Richard however prefers the distinction in RISC OS between dragging an object to an open document window to place the file there, and bringing an object to a piece of software's iconbar icon to create a fresh new document containing the file dropped over the iconbar. He noted that Mac OS X can allow users to drag and drop text highlighted in documents to other parts of the desktop. Although some RISC OS software such as !MessengerPro and !StrongED can do this, Richard said the desktop would be enhanced if every application could do this.
He said: "Where RISC OS truly shines is in its method of saving files. Drag and drop saving, as an extension of the drag and drop loading process, is the stroke of genius, as is the concept that you can save directly into other applications rather than to the hard disc."
Much like Maximilian, Richard also is not a fan of the save dialogue windows in Windows and Mac OS X software and enjoys saving illustrations and other files directly into DTP package !OvationPro without cluttering up his hard disc with intermediate copies of files.
While teacher Steve Harrington believes that context menus in applications, which are opened by the middle mouse button on RISC OS, can be unintuitive to new users - as there is no visual clue that they can be opened - Richard says that these menus go hand in hand with drag and drop. Others have argued that although the RISC OS desktop may have a more intuitive desktop user interface, the software running on it is out of date and cannot boast all the features that rival packages on other platforms are offering.
He commented: "Does your DTP software, vector drawing package or whatever, allow you to do what you want to do already? Do you really need to spend several hundred pounds on upgrades every year?

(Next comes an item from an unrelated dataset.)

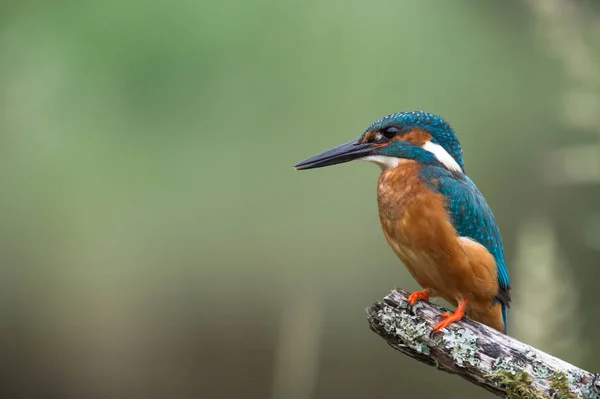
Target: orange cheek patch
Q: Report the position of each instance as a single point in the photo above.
(415, 137)
(369, 136)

"I'm not advocating sticking with software that's stagnating; I'm just making the point that, if the core of your software does what you want it to do, then new bells and whistles that you don't actually need may well add complexity without actually providing anything useful."
This article was written in November 2005 for the now comatose Qercus magazine, and was never published as no issue has been printed since October. Rather than let it go to waste, it's reproduced here for everyone to enjoy and comment on.